Pferdemarkt bei Nacht (2023). Foto: Richter
Angepöbelt, eingeschüchtert, angeekelt. Von solchen Erlebnissen auf Stades zentralem Platz, dem Pferdemarkt, berichten viele. Was ist da los - und was kann dagegen getan werden? Eine Spurensuche mit Anliegern, Passanten und der Polizei.
Stade. „Meine Frau hat Angst, weil sich da immer Gruppen junger Männer zusammenrotten.“ „Ich traue mich im Dunkeln kaum hin.“ „Mein Eingang wird von den Trinkern dauernd als Toilette benutzt.“ Das sind einige Aussagen über den Stader Pferdemarkt, die am Runden Tisch der SPD am 12. Oktober zu hören waren. Das Wort „Ausländer“ fiel öfter. Wie der Stader SPD-Vorsitzende Kai Koeser berichtet, hatten sie immer öfter gehört, dass Menschen sich auf dem Pferdemarkt nicht mehr wohl und nicht mehr sicher fühlen. Daraufhin lud die SPD zum Gespräch. „Angstraum Pferdemarkt?“ stand auf den Flyern.

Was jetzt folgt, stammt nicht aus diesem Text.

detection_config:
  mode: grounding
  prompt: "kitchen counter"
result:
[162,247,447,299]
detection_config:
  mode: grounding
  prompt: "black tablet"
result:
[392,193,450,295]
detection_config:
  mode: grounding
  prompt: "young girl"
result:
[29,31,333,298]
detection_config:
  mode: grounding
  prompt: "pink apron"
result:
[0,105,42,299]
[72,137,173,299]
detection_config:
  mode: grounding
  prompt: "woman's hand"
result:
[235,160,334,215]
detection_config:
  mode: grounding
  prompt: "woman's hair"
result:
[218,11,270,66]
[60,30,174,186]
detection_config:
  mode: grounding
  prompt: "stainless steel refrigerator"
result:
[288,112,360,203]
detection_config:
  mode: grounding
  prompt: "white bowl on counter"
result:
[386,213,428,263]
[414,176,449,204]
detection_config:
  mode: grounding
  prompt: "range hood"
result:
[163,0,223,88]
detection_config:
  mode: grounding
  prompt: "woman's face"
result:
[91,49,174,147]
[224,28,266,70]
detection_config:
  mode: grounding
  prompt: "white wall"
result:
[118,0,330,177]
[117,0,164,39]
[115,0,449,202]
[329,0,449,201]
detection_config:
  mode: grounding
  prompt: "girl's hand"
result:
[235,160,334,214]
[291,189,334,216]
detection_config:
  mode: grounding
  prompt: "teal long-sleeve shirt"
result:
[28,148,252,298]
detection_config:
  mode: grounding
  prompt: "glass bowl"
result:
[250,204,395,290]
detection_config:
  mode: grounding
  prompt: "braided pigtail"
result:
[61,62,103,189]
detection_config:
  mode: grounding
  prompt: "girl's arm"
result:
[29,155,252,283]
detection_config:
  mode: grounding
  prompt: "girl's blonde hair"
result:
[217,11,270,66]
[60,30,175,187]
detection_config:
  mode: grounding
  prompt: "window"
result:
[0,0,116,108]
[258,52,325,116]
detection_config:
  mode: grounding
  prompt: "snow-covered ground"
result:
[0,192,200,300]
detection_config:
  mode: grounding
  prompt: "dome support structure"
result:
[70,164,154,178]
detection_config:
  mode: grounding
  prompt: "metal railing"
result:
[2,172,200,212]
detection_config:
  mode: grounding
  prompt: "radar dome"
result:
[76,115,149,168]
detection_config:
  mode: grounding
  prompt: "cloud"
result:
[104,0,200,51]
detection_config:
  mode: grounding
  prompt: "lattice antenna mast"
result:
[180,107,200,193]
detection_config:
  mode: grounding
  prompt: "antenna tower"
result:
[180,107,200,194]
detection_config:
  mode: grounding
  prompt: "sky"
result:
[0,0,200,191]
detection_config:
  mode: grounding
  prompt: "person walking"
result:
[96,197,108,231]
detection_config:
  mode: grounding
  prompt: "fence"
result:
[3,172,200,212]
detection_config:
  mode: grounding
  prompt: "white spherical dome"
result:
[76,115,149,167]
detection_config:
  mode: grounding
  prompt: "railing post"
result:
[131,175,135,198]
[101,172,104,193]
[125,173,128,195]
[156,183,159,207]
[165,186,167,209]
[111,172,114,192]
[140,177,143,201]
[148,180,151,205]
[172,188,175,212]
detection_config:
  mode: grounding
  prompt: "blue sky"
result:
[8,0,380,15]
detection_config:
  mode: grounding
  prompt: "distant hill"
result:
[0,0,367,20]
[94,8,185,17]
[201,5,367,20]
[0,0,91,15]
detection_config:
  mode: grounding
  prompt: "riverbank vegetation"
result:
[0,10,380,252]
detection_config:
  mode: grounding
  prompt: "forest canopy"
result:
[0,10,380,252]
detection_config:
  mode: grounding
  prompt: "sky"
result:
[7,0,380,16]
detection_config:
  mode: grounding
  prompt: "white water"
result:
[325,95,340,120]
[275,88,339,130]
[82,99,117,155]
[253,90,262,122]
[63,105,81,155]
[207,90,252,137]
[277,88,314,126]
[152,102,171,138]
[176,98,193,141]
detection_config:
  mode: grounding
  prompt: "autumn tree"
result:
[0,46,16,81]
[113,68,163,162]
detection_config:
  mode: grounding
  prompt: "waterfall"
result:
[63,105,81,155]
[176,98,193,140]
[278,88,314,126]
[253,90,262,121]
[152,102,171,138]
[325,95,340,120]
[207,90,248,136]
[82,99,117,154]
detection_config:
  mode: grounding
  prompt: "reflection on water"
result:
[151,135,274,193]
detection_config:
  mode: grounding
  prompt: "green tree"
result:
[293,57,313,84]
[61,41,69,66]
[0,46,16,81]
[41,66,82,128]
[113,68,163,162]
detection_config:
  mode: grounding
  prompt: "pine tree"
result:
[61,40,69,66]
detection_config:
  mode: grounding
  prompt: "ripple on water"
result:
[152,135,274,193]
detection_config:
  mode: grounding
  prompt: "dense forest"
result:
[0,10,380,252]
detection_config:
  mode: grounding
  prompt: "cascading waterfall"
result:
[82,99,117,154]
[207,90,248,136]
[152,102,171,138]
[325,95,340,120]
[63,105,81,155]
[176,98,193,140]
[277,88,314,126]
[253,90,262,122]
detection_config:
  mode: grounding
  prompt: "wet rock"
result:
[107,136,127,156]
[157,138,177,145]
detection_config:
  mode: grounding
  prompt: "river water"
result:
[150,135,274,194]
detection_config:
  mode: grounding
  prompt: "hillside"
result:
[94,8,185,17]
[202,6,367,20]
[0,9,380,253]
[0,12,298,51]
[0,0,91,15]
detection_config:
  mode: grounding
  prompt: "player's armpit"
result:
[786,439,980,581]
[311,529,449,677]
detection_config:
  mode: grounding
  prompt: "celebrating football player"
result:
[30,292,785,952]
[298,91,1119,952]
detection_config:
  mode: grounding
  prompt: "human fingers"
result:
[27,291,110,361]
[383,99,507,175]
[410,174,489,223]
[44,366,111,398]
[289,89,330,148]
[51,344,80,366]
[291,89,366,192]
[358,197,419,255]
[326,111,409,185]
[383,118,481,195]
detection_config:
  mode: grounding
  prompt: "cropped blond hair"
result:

Stammplatz der Trinker unter den Kastanien
Einige Besuche vor Ort scheinen viele Wahrnehmungen zu bestätigen. Zum Beispiel an einem Dienstag im Oktober kurz nach 17 Uhr: Die Trinker an ihrem Stammplatz unter den Kastanien beim Zeughaus sind lange zu hören, bevor sie zu sehen sind. Ein Mann und eine Frau streiten. Er brüllt sie an, sie brüllt zurück. Ein Stück weiter fuchteln drei Jungs,13, 14 Jahre alt, mit einer Waffe. Sie zielen auf Passanten, drücken ab - es klickt nur. Bei näherem Hinsehen stellt sich die Waffe als schwarze Spielzeugpistole heraus. Drei junge Mädchen, die auf Spielgeräten in der Nähe sitzen, beobachten das Ganze gelassen.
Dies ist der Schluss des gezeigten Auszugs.